The Island County Community Health Advisory Board will begin meeting again in June after a six-month hiatus.
Public Health Director Keith Higman announced the advisory board’s, or CHAB’s, return in a county Board of Health meeting May 18.
CHAB members unilaterally decided to take a hiatus in January, citing staffing difficulties and the unavailability of some board members as the primary reasons. Not all county officials were happy about the decision.
“I was frustrated, and still am frustrated, that during the pandemic, we were not getting the type of feedback we needed,” Island County Commissioner Jill Johnson said of CHAB’s decision to pause operations with the parallel health threats of COVID-19 and systemic racism still raging.
She added that CHAB made its decision internally without going through proper authorization channels.
“I’m not clear on why they couldn’t meet, and I’m not supportive of the fact that they stopped,” she said.
Theresa Sanders, director of Assessment and Healthy Communities in Public Health, said many CHAB members were “heavily involved in vaccination efforts” on Whidbey Island and did not have the capacity to meet with the initial push ongoing. Now that things have slowed down on the vaccination front, CHAB members have the time and energy to resume board duties.

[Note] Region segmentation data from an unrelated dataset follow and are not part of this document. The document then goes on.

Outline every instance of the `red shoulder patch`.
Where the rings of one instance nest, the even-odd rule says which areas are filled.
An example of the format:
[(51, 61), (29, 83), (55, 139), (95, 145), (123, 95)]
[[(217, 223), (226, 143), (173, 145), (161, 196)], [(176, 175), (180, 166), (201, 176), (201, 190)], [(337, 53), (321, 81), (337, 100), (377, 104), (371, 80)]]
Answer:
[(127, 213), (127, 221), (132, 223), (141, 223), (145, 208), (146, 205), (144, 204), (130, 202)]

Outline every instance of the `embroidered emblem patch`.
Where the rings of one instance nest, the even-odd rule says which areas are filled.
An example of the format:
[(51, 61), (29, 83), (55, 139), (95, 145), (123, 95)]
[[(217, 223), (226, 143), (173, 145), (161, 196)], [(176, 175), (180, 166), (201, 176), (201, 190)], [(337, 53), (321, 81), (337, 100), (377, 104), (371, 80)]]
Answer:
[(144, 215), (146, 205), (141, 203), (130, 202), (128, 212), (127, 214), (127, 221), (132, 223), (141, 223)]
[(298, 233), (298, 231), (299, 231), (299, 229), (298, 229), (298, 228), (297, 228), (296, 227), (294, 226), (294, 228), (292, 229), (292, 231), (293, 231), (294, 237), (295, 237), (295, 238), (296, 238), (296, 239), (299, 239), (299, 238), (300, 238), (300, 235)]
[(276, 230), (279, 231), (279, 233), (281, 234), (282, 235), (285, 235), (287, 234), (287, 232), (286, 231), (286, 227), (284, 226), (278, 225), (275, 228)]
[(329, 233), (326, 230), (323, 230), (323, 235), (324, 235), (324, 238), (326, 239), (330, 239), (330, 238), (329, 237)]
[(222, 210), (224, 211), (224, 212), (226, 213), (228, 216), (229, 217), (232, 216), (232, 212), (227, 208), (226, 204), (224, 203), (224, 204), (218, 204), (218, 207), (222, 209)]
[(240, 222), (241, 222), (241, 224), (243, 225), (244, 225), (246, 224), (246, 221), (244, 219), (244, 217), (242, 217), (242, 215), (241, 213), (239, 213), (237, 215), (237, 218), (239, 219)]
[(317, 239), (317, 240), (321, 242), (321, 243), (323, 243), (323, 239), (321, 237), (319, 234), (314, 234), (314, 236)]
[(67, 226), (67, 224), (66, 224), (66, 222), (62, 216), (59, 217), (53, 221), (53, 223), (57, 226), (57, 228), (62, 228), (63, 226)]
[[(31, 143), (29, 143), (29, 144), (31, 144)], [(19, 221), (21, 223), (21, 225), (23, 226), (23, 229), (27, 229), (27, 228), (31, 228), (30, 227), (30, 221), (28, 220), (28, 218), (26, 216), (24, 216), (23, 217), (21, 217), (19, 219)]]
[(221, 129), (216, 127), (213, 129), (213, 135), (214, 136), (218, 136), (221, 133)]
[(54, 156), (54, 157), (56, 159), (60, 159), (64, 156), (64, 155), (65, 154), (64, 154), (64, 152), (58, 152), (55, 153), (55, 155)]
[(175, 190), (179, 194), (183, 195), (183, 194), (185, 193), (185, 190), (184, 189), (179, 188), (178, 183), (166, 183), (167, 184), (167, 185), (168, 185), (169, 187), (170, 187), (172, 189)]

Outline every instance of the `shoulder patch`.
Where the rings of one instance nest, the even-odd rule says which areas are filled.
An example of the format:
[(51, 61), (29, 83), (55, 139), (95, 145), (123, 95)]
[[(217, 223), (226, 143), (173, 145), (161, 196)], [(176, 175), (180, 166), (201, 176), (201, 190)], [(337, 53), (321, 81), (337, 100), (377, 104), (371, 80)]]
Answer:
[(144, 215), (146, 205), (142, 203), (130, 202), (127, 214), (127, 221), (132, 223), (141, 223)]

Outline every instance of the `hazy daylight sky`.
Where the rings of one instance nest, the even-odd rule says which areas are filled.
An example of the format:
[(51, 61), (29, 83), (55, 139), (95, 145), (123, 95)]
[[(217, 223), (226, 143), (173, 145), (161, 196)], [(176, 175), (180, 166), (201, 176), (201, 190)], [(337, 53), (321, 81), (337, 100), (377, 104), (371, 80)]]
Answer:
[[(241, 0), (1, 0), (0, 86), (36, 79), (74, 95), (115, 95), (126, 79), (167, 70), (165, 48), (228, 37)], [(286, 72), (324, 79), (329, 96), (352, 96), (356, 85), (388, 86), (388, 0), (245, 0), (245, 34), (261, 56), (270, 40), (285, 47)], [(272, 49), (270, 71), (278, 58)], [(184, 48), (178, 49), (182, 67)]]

Despite frustrations, Johnson said she’s happy and excited for the advisory board to return to its important role and expects members will continue the investigation of systemic inequities in the county’s public health system that the Board of Health had tasked them with before they took their pause.
She also said she intends to ask CHAB to perform a review of the county’s pandemic response.
CHAB chair Mary Anderson did not respond to a News-Times’ request for comment.